L'albero della storia è sempre verde

"Teniamo ben ferma la comprensione del fatto che, di regola, le classi dominanti vincono sempre perché sempre in possesso della comprensione della totalità concettuale della riproduzione sociale, e le classi dominate perdono sempre per la loro stupidità strategica, dovuta all’impossibilità materiale di accedere a questa comprensione intellettuale. Nella storia universale comparata non vi sono assolutamente eccezioni. La prima e l’unica eccezione è il 1917 russo. Per questo, sul piano storico-mondiale, Lenin è molto più grande di Marx. Marx è soltanto il coronamento del grande pensiero idealistico ed umanistico tedesco, ed il fondatore del metodo della comprensione della storia attraverso i modi di produzione.
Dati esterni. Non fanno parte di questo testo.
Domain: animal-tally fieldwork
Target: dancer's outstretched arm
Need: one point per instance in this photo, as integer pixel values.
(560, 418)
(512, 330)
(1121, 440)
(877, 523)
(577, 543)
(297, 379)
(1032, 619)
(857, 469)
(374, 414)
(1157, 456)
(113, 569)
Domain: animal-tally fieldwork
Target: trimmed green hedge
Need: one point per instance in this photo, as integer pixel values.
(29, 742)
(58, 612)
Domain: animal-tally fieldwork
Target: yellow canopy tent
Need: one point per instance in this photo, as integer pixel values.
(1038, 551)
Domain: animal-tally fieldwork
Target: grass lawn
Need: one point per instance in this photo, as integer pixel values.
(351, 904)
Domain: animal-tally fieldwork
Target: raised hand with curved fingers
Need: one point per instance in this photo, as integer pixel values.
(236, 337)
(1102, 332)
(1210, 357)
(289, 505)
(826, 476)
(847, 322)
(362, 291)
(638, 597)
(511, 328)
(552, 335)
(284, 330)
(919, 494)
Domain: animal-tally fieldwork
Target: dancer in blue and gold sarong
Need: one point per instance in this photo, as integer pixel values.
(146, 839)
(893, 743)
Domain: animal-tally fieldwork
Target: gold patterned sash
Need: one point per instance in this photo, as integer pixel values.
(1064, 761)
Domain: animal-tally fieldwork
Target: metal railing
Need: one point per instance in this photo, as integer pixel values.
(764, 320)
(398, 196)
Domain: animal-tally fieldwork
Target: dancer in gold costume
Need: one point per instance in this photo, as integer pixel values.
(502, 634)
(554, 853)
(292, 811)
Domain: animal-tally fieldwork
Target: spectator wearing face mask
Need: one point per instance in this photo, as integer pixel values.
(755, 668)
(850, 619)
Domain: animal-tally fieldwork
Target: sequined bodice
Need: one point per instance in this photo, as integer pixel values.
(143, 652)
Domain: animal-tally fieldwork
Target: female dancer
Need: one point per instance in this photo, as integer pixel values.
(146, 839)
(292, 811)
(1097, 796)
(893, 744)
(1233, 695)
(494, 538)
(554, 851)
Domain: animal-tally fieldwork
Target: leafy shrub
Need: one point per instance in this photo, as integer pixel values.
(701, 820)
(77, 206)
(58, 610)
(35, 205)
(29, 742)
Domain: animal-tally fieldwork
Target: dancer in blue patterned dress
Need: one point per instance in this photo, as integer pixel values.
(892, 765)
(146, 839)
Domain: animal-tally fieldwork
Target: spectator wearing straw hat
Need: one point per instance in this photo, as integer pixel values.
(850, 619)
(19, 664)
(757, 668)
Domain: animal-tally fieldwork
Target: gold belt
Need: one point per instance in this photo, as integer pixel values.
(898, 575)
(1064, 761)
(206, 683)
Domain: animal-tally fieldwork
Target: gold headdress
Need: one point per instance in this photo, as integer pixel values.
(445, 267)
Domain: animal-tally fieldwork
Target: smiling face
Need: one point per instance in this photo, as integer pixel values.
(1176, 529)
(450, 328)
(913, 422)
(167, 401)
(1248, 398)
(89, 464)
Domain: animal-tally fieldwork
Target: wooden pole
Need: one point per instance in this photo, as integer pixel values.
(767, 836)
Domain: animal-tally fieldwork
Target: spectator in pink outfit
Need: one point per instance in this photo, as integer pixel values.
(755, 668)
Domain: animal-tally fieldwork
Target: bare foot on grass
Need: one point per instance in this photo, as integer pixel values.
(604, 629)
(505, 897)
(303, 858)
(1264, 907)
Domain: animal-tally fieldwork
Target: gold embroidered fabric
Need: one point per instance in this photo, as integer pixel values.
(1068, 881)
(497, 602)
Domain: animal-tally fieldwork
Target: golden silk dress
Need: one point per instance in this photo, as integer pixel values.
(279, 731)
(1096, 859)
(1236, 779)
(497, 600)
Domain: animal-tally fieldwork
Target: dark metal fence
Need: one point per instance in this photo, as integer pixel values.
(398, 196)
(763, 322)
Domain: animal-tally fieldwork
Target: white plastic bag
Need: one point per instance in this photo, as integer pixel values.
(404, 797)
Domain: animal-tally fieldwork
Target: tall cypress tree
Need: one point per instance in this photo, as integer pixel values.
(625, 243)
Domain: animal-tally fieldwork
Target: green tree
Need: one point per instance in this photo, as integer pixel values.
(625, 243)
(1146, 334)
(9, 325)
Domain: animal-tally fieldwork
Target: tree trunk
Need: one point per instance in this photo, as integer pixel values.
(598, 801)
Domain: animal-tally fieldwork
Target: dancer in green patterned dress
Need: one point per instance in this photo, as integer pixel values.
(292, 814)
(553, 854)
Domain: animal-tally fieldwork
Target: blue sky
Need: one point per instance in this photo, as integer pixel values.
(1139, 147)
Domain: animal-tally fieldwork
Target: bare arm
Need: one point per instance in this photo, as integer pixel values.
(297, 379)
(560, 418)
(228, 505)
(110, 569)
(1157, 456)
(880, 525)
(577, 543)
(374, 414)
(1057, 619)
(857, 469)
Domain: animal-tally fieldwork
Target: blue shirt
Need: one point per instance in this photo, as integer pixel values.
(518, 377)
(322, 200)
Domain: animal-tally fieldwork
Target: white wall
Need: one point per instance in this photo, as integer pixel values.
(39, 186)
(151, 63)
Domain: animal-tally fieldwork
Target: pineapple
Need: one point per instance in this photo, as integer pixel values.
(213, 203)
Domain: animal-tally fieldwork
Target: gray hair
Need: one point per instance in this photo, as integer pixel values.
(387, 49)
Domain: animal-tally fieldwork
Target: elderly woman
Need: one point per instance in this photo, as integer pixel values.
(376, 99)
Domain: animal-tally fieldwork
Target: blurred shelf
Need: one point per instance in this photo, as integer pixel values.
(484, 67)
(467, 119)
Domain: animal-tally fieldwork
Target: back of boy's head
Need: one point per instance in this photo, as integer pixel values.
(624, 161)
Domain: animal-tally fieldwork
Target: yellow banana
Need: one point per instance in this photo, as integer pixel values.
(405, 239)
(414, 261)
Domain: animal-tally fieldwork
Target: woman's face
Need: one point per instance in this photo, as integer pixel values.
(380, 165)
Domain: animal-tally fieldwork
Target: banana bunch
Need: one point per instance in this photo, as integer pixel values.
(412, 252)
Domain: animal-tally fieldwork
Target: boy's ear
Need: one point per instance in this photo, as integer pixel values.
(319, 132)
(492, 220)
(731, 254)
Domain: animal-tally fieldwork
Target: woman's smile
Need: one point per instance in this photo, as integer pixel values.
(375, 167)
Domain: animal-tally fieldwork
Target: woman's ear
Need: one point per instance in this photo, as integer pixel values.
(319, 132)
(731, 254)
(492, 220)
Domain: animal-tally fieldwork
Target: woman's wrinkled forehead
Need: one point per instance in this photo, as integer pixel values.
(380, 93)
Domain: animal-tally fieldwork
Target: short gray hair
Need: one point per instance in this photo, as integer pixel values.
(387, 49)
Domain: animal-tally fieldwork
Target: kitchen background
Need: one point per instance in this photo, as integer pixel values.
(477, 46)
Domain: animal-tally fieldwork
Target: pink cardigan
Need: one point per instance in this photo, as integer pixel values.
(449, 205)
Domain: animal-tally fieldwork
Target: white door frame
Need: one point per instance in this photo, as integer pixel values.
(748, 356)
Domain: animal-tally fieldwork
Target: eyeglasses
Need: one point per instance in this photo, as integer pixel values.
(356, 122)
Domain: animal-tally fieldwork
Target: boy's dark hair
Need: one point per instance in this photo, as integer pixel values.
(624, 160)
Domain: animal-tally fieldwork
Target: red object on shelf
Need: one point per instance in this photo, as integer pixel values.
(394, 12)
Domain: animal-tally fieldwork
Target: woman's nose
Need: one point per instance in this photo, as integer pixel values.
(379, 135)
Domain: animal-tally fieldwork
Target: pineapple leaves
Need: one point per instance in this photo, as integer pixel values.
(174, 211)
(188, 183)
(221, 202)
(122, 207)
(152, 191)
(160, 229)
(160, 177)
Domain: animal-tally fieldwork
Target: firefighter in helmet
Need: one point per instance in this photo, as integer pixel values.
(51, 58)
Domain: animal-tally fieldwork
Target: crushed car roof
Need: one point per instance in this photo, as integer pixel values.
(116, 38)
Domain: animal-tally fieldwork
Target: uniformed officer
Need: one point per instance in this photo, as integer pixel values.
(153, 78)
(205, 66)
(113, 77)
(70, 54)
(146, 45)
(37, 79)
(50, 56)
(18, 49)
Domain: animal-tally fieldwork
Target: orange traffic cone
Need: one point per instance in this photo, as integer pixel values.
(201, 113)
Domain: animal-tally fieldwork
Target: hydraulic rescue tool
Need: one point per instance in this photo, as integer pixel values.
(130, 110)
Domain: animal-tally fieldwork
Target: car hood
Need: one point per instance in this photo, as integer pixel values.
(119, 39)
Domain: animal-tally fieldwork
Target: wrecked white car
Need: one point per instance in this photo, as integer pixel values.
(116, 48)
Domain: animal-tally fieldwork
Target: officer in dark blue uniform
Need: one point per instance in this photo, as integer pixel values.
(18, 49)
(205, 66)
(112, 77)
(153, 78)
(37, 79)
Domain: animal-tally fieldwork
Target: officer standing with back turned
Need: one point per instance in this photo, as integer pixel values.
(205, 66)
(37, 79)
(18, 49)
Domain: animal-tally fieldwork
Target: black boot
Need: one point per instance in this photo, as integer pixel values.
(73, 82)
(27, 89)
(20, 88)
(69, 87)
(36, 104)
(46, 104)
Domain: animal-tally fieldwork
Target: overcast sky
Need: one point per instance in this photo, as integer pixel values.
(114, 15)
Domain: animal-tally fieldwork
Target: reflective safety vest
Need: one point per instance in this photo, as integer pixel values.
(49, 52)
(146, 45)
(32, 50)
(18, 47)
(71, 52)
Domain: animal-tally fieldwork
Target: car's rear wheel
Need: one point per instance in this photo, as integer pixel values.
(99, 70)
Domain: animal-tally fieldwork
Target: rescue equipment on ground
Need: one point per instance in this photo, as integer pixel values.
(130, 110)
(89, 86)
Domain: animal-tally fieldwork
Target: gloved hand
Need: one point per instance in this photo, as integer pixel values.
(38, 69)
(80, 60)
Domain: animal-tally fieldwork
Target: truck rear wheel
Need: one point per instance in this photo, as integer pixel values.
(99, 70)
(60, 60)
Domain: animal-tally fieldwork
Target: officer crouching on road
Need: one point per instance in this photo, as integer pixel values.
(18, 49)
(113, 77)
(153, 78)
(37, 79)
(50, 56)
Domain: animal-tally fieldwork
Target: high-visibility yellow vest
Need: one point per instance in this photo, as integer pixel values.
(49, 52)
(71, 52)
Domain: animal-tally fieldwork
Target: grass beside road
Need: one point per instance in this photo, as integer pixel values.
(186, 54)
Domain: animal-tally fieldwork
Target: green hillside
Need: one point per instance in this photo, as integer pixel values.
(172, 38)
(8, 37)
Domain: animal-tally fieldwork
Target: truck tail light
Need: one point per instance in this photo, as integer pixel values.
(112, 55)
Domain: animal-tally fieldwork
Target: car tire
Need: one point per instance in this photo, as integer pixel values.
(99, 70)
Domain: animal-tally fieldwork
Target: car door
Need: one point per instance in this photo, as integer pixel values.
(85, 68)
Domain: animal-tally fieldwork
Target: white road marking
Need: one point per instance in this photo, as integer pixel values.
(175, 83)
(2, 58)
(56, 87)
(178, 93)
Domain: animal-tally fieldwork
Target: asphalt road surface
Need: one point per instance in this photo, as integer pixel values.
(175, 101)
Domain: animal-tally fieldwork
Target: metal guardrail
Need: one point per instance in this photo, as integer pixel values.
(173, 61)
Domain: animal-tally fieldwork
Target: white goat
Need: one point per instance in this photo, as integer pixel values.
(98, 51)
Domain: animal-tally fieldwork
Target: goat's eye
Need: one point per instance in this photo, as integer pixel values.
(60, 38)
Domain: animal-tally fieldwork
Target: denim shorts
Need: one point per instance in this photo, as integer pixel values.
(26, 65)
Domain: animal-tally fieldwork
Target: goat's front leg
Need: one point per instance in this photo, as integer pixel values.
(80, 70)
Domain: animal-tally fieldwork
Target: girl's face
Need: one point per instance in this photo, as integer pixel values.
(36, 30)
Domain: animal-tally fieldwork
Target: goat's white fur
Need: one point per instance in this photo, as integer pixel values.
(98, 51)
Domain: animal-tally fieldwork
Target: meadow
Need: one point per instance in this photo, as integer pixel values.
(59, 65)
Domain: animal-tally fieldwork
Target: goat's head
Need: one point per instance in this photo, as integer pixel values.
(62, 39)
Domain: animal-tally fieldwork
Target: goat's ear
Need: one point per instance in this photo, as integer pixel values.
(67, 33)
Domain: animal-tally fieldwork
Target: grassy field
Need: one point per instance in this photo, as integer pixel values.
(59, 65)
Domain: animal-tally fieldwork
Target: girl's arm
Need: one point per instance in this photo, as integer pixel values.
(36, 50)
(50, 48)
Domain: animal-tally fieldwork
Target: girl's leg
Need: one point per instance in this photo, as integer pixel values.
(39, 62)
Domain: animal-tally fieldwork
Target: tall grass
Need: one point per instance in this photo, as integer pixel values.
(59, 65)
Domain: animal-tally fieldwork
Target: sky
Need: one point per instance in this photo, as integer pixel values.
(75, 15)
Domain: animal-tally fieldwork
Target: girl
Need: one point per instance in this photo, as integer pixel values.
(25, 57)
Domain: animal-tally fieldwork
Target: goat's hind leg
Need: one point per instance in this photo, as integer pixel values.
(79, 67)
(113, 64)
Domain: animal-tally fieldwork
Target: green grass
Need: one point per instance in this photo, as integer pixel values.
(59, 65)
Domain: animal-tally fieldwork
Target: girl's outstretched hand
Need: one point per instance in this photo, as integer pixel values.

Ma Lenin è molto di più. Lenin è il primo esempio storico in assoluto in cui le classi dominate, sia pure purtroppo soltanto per pochi decenni, hanno potuto vincere contro le classi dominanti. Bisogna dunque studiare con attenzione sia le ragioni della vittoria che le ragioni della sconfitta. Ma esse stanno in un solo complesso di problemi, la natura del partito comunista ed il suo rovesciamento posteriore classistico, individualistico e soprattutto anti- comunitario" Costanzo Preve da "Il modo di produzione comunitario. Il problema del comunismo rimesso sui piedi"

venerdì 21 gennaio 2022

Pensare male è peccato ma spesso ci si indovina. Andreotti pensiero

Alleviamenti repentini delle restrizioni. E simultanei. Dov’è il trucco?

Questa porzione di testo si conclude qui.